Christmas is celebrated early by devout Catholic countries. Christmas music and decorations start to pop up as early as September in every homes and cities. One of these décor that is extremely common in a country like the Philippines is the display of the christmas parol.

The parol from the Spanish word farol or lantern, is a traditional christmas décor from the Spansh colonial period in the Philippines. The most common shape now is a star to represent the star of Bethlehem. Thou different materials are used today with flickering lights on display, simple bamboo and japanese paper were originally used before to produce parols. In the Philippines these were carried in a procession called Panunuluyan (Lodging). A tradition of the reenactment of Joseph and Mary searching for a place to stay in Bethlehem.

The parol is an excquisite decoration during advent season. Christmas lanterns typically star in form is a reminder of the bright star of Bethlehem who appeared before the Nativity of Jesus. “Who having heard the king, went their way; and behold the star which they had seen in the east, went before them, until it came and stood over where the child was.  And seeing the star they rejoiced with exceeding great joy.” (Matthew 2:9-10 Douay-Rheims Bible)

It was the three kings guided by this star that they found the greatest treasure and honor they could have, to bow to the King of Kings. “And entering into the house, they found the child with Mary his mother, and falling down they adored him; and opening their treasures, they offered him gifts; gold, frankincense, and myrrh” (Matthew 2:11).

Convicts who are parolled are definitive of mankind being bound to sin who are redeemed by the star of Hope.

In the Philippines, during Simbang Gabi or midnight mass, the parols serve as lights to everyone attending the very early dawn masses for nine days before christmas. Many cities have different christmas lantern designs but the shape of a star is most common to depict the star of the Nativity.

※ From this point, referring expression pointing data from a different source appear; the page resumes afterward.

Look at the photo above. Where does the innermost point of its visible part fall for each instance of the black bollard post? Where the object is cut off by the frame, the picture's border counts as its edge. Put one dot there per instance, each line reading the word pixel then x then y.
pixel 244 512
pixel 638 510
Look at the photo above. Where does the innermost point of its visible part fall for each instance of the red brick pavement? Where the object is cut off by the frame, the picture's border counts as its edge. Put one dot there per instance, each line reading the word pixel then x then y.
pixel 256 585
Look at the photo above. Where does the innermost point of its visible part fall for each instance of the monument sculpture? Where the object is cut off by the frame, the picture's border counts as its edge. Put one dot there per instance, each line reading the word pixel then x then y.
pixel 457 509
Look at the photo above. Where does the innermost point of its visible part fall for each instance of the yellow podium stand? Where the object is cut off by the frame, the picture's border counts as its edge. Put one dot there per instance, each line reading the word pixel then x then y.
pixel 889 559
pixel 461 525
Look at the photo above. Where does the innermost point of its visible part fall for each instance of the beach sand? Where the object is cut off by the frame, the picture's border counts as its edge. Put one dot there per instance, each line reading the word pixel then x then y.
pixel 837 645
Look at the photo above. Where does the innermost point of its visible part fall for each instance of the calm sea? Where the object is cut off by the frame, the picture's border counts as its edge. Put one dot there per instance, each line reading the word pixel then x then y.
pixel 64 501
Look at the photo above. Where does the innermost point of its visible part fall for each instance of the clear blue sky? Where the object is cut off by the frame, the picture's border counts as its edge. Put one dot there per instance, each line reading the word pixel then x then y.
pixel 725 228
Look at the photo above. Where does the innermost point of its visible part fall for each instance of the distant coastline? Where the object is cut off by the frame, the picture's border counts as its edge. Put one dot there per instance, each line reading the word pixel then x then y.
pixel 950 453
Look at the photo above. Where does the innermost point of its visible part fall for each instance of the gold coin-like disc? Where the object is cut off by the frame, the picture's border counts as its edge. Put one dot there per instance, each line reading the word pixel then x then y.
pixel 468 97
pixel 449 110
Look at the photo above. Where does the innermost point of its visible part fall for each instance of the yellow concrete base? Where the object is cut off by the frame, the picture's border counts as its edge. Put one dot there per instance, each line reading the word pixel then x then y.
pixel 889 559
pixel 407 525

The star that appeared that night is no ordinary star, for it symbolizes the great light, hope and joy that came to mankind. The mystic Venerable Anne Catherine Emmerich in her accounts describe the joy the world had the night the Nativity of Our Lord:

In these pictures of Christ’s Birth, which I see as an historical event and not as a Feast of the Church, I do not see such radiant and ecstatic joy in nature as I do on Christmas night when the vision that I see expresses an interior significance. Yet I saw in this vision an unwonted joy and an extraordinary movement at midnight in many places even to the uttermost parts of the earth. I saw the hearts of many good men filled with joyful yearning, while all the wicked were overcome by great fear.

Such peace and spiritual joy indeed the night Our Lord Savior was born. But the spiritual significance of the parol we see around us are blurred by modernism and consumerism. Many are stressed out during Christmas for work becomes more intense and expenses are inevitable. Many have become materialistic in celebrating Christmas in finding the best gifts and fancy luxuries. Many have become busy and lose sight of the true meaning of the celebration. It’s the most important birthday of our lives as Christians. And yet many fail to greet, worship and thank Him for the gift of that special day.

Let’s bring back that peace and joy in our hearts everytime we see a Christmas Parol. Follow the example of the three kings of finding our true treasure and King. They were aided by that Star of Bethlehem, and so are we today and most especially on Christmas day.

“Saying, Where is he that is born king of the Jews? For we have seen his star in the east, and are come to adore him.” (Matthew 2:2)

Let the Christmas parol remind us who to adore. 

The Light and parol of our lives that is Christ.